面向几类微分博弈的自适应动态规划方法

CASIA OpenIR > 毕业生 > 博士学位论文

	面向几类微分博弈的自适应动态规划方法
	Zhang,Qichao1,2
	2017-05-25
学位类型	工学博士
中文摘要	作为一类由强化学习、最优控制和人工神经网络交叉融合产生的优化方法，自适应动态规划(Adaptive Dynamic Programming, ADP)通过模仿生物的学习机制与环境进行交互，利用交互数据不断学习和改进自身策略直到系统性能最优。

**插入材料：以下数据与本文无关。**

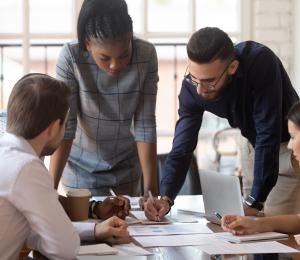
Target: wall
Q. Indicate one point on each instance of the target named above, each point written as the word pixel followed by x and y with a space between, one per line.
pixel 273 25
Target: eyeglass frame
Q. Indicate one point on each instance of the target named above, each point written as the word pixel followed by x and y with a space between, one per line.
pixel 208 85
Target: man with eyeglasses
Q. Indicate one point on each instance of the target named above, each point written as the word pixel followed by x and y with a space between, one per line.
pixel 248 85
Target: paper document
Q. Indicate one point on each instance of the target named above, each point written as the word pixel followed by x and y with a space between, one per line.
pixel 98 249
pixel 134 201
pixel 254 237
pixel 140 215
pixel 177 240
pixel 225 247
pixel 173 229
pixel 131 249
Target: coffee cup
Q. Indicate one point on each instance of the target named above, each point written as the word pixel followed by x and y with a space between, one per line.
pixel 78 200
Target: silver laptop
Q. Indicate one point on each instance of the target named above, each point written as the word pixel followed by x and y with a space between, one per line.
pixel 221 193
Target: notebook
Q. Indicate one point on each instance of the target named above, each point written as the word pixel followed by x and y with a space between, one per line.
pixel 254 237
pixel 97 249
pixel 222 194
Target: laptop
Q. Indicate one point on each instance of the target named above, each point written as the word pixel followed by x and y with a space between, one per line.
pixel 221 193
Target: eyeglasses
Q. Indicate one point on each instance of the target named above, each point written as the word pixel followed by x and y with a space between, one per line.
pixel 206 85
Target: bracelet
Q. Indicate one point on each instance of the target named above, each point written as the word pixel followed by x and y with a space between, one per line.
pixel 92 207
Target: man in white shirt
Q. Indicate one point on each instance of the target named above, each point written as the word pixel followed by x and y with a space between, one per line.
pixel 30 213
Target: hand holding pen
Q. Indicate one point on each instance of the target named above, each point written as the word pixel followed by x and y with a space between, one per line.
pixel 113 206
pixel 155 209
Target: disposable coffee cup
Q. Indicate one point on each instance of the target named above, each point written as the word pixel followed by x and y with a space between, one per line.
pixel 78 200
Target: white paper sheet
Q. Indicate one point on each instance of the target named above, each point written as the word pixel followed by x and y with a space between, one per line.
pixel 131 249
pixel 166 220
pixel 176 240
pixel 173 229
pixel 224 247
pixel 97 249
pixel 254 237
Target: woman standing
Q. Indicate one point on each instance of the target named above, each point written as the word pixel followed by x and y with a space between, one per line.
pixel 283 223
pixel 111 135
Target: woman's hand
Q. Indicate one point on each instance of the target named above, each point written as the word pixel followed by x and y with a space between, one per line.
pixel 113 206
pixel 113 228
pixel 238 225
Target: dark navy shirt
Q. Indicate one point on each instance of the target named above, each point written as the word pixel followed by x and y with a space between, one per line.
pixel 256 101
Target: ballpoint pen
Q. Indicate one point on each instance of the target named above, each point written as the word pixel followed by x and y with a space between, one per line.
pixel 153 202
pixel 112 192
pixel 218 215
pixel 151 197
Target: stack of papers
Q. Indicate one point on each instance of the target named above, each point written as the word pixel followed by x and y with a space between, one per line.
pixel 98 249
pixel 254 237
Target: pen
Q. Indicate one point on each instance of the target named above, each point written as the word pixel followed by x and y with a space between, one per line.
pixel 112 192
pixel 151 197
pixel 153 202
pixel 218 215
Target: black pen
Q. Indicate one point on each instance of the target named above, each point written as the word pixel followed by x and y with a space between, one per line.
pixel 218 215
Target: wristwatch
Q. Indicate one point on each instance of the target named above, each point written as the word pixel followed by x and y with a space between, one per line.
pixel 253 203
pixel 170 202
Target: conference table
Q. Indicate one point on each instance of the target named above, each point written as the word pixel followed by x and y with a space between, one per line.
pixel 194 203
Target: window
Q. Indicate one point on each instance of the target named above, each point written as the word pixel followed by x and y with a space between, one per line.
pixel 26 25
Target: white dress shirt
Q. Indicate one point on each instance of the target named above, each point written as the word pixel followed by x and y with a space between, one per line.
pixel 30 213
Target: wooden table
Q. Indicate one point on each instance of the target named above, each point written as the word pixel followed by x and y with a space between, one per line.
pixel 192 252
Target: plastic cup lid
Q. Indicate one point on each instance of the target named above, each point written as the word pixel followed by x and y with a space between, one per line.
pixel 79 193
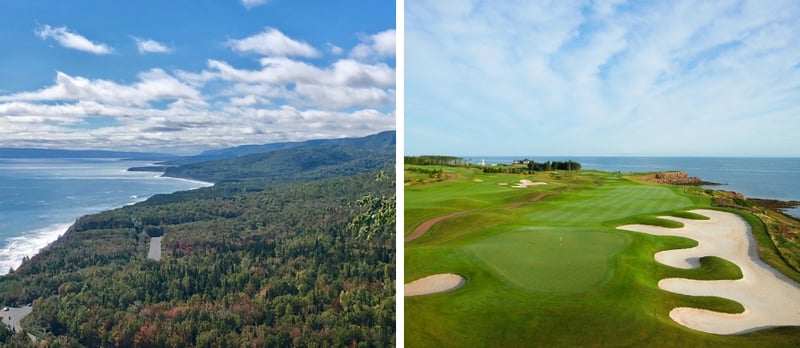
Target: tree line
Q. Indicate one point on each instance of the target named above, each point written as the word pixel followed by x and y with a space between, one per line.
pixel 244 264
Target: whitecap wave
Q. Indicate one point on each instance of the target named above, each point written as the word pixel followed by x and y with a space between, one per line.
pixel 15 249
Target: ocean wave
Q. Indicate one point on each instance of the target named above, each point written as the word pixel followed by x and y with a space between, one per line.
pixel 15 249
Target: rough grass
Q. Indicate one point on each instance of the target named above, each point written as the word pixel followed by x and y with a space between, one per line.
pixel 599 289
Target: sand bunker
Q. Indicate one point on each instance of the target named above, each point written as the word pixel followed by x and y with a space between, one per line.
pixel 525 183
pixel 434 284
pixel 770 299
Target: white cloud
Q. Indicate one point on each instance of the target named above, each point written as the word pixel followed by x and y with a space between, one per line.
pixel 153 85
pixel 603 78
pixel 68 39
pixel 379 45
pixel 151 46
pixel 271 42
pixel 341 97
pixel 336 50
pixel 248 4
pixel 344 72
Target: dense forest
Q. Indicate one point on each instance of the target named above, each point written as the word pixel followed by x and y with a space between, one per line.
pixel 268 260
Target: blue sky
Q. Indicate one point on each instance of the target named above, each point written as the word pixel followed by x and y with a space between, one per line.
pixel 183 76
pixel 606 78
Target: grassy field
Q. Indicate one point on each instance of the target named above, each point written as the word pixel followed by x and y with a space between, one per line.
pixel 545 265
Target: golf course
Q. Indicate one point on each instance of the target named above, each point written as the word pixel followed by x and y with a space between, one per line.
pixel 588 258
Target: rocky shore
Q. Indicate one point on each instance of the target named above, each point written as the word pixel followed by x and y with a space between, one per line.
pixel 677 178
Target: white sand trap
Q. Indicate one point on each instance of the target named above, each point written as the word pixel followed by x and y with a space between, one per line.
pixel 434 284
pixel 770 299
pixel 525 183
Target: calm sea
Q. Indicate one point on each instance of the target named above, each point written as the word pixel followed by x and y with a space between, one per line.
pixel 776 178
pixel 41 198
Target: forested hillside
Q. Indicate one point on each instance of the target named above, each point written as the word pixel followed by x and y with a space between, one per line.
pixel 263 260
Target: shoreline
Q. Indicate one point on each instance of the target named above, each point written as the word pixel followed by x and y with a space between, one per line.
pixel 29 243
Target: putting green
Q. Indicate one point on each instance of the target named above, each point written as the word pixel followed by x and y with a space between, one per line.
pixel 561 260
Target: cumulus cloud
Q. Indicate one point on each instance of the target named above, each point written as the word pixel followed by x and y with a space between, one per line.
pixel 153 85
pixel 151 46
pixel 285 99
pixel 344 72
pixel 68 39
pixel 379 45
pixel 601 78
pixel 336 50
pixel 272 42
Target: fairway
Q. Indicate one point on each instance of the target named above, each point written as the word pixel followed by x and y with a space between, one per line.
pixel 561 260
pixel 546 266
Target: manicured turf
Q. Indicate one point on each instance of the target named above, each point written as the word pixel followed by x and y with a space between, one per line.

由于ADP可以解决传统动态规划中的“维数灾难”问题，现已成为智能控制与计算智能领域最新的研究热点。值得注意的是，当前大多数的现代控制系统往往包含两个或多个控制单元甚至是多个子系统，这类控制问题可被看作为合作或竞争的非线性博弈问题。然而，目前的ADP方法在求解这类复杂非线性博弈问题时还存在着许多难点与不足，特别是针对存在不确定项、输入受限、模型未知等情况的微分博弈问题。因此，利用ADP 思想解决复杂非线性微分博弈问题，具有重要的理论与实际意义。另一方面，如何设计ADP方法以提高数据的利用率，节省通信资源，减轻计算负担也是一个值得深入探讨的研究热点。本文在综述当前研究现状的基础上，以最优控制理论、强化学习、博弈论等为主要工具，研究非线性系统ADP理论和方法，用于解决几类复杂非线性微分博弈(零和博弈、非零和博弈、完全合作博弈)问题，同时改进算法以提高数据利用率，节省通信资源，减轻计算负担。论文的主要章节包含以下工作和贡献： 1. 面向二人零和博弈问题，提出了事件驱动自适应动态规划(Event-Triggered Adaptive Dynamic Programming, EADP)算法，并给出了网络收敛性证明。EADP算法可有效地节省通信资源，减轻计算负担，同时适用于求解H∞控制问题。通过设计神经网络逼近器来逼近最优的值函数、最优的控制策略和最坏的干扰策略，即得到二人零和博弈的一组近似纳什均衡解。最后给出了基于多层前馈神经网络的实现方法以及仿真验证。 2. 针对不确定非线性系统，利用最优控制的思想求解鲁棒控制问题。首先将不确定系统的鲁棒控制问题转换为相应辅助系统的合作博弈优化控制问题，同时在设计性能指标函数的时候考虑系统不确定项的影响，然后设计事件驱动条件确保所求得的最优控制器可以保证原不确定非线性系统的稳定性，这意味着该最优控制器也是原系统的鲁棒控制器。进而利用事件驱动自适应动态规划(EADP) 算法逼近所转化合作博弈问题的最优控制策略。最后在两个常见仿真系统上验证了算法的有效性。 3. 面向部分输入受限的完全合作博弈问题，提出数据驱动的自适应动态规划(Data-Driven Adaptive Dynamic Programming, DADP) 算法，DADP算法采用在线采集数据和离策略迭代学习的方法，不再依赖系统动力学信息和模型辨识过程。同样设计了三个神经网络逼近器，利用最小二乘法同时更新神经网络的权重来分别逼近最优值函数、输入受限控制策略和输入不受限控制策略，并采用李雅普诺夫(Lyapunov)方法证明了闭环系统的一致最终有界性(Uniformly Ultimately Bounded, UUB)。 4. 面向模型未知的N人非零和博弈问题，利用模型辨识的方法，通过设计恰当的神经网络辨识器辨识系统动力学模型，基于辨识的模型采用单评判网络结构逼近哈密顿-雅克比方程的解。在设计模型辨识器和评判网络的时候，结合经验回放技术，同时利用部分历史数据和当前数据更新神经网络权重，加快了神经网络的收敛速度，基于此提出了经验回放的单评判网络自适应动态规划(Single-Network ADP with Experience Replay,SAER)算法并证明了算法的收敛性，分别在线性和非线性非零和博弈系统上的仿真实验验证了算法的有效性。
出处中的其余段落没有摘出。